Friday, 8 December 2006

Being Stuck on the Train

A small number of you commented on my post ‘The Day a Stranger Asked Me Out (On the Train)’. It seems there are many of you with experiences of random (frequently drunken) conversations with people on the lengthy commute. It’s quite a strange environment, the train. The perfect writer’s device for building a plot. You know, the one where people are stuck in a strange situation/place that they can’t get out of and so therefore are forced to talk to each other eventually and all of the old social barriers that mattered in the life before no longer matter.

It reminds of a French text I studied years ago in A Level French, ‘Boule de Suif’ (Guy Maupassant). This short story revolves around a group of people thrown together in Wartime France (Franco-Prussian war of 1880s) attempting to escape the country in a ferry from Le Havre. For a reason that now eludes me they ended up sitting in an immobile horse and carriage for ages and had to strike up conversation with each other eventually. It turns out that one of the passengers is a former prostitute. A former prostitute in a carriage-full of vicars, mayors, businessmen and their wives. Naturally her status in life does not go down well with the bourgeoisie of nineteenth century small town France. She was accordingly alienated from the group.

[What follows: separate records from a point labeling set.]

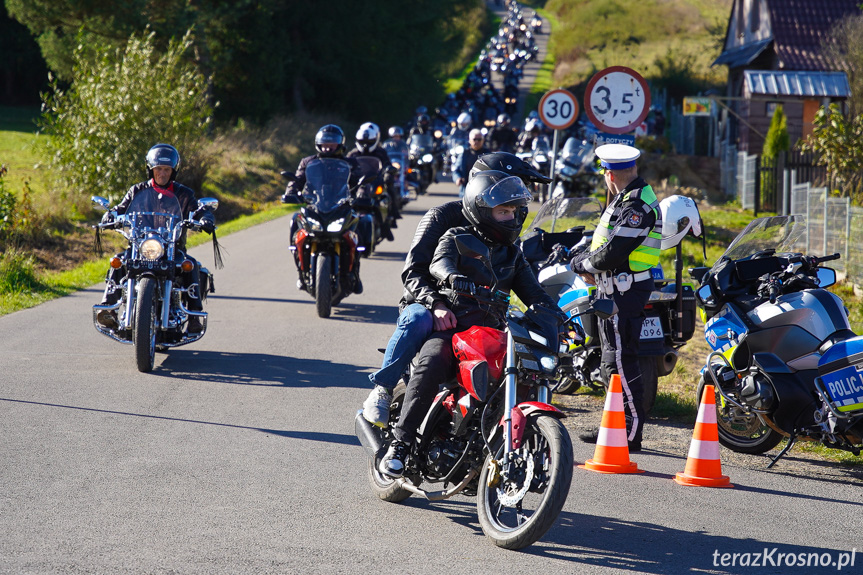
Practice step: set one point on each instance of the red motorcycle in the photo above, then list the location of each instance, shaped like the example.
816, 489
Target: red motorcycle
492, 431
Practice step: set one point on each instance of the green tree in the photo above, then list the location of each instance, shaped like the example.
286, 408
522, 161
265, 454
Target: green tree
122, 102
838, 142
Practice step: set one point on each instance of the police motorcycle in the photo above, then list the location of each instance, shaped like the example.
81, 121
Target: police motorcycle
421, 153
152, 314
326, 247
372, 204
562, 227
491, 431
785, 362
577, 173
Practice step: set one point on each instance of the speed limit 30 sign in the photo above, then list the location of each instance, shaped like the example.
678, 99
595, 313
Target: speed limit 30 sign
617, 100
558, 109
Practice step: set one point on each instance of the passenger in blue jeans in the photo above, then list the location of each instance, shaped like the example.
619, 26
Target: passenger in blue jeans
422, 310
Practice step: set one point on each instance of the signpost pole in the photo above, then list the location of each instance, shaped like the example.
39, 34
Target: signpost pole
553, 174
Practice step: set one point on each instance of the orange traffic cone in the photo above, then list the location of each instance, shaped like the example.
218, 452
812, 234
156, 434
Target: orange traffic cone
612, 447
703, 467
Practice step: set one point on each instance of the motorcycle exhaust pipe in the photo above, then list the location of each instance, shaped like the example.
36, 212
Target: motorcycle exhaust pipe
368, 434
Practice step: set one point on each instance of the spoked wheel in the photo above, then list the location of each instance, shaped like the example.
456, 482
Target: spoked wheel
384, 487
740, 431
519, 503
144, 334
324, 285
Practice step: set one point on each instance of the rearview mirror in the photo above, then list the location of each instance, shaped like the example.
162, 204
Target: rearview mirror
826, 277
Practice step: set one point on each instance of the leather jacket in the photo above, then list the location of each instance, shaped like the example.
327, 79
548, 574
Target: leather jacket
512, 270
420, 287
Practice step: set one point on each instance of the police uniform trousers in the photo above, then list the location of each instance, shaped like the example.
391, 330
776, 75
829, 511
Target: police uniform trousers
619, 336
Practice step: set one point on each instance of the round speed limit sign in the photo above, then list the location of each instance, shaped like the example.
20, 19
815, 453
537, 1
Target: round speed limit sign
617, 100
558, 109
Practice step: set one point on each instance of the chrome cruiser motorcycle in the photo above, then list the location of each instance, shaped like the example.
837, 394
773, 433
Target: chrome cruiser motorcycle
785, 362
152, 314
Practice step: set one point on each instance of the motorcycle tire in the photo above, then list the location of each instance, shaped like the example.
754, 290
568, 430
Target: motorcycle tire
738, 431
650, 381
384, 487
324, 285
144, 331
509, 524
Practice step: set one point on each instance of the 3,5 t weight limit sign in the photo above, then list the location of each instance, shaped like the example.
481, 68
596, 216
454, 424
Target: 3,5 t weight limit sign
558, 109
617, 100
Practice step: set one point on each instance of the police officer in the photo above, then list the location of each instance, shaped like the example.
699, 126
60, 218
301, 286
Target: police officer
625, 247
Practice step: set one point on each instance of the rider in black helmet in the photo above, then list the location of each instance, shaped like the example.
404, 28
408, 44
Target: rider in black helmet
494, 204
421, 297
162, 163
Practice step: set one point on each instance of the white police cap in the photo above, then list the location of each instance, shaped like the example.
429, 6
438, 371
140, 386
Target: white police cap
617, 156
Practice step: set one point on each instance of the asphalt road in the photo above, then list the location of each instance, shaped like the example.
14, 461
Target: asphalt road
237, 454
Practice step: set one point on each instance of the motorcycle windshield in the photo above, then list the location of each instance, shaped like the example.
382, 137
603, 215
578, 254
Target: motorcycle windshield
779, 233
327, 179
153, 210
369, 166
560, 214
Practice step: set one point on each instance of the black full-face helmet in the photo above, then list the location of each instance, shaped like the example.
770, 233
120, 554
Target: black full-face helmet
163, 155
511, 165
488, 190
327, 135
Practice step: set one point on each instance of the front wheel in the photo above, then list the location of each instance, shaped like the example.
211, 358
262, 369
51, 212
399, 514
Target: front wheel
324, 285
519, 503
740, 431
144, 334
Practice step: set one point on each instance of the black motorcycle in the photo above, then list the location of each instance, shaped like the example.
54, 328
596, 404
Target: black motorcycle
325, 245
152, 312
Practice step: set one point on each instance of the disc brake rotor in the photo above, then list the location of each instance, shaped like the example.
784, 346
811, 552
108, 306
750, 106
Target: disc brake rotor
510, 493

I think she ended up sleeping with the Prussian guard in order to save their sorry lives, despite their petty attitudes in the face of danger during the war. A classic tale of wrongful assumptions, the underdog saving the day etc. Sorry if I have just thoughtlessly given away the plot there!

I’m trying to think of other novels where the plot revolves around being stuck in a strange situation with a group of people you otherwise would not spend time with. Can you think of any?

Anyway, the comments to my post (back to the topic!) got me thinking about talking on the train, an enclosed environment, and how this is generally deemed to not be a good idea for varying reasons!

And then I remembered something my Mum telling me about her ‘Train Gang’. She used to commute into London everyday. A 40-minute journey (not as long as mine now, Mum!) that she used to call (in a far from affectionate manner), ‘The Journey to Hell’. On that commute, over the years, she began talking to the people she saw everyday on the same trains. Her reasoning was, ‘it just gets a bit embarrassing to see the same people all the time, making eye contact sporadically, yet still to never actually utter any words to each other!’

They built up quite a solid comradeship as the years and train miles passed. I think there were about 5 of them. A couple of men, a trio of women. One by one, they stopped travelling on the train for various reasons (redundancy, change of location, general knackeredness) but they still meet up today for ‘Train Gang’ meals and reminisce about those days on the trains. (good days, but according to Mum, mostly bad days).

She hasn’t been a train commuter now for about 6 or 7 years. Yet, she still meets up with them at the Café Rouge/ASK restaurant of choice each year. Incredible.
Does anyone else have a simliar experience?

And I baulk at the thought of even smiling at anyone on the train!


Mike said...

Thanks for stopping by at my blog! You have a nice one here yourself! Sorry to here about your problems on the trains - don't you hate it when the train is stopped about 20 foot from the station? And they tell you that you'll be there for 2 hours? So near, yet so far.

The Boy said...

Couldn't imagine talking to the fellow sufferers around me. Friendships are good, but some of those around me annoy me greatly!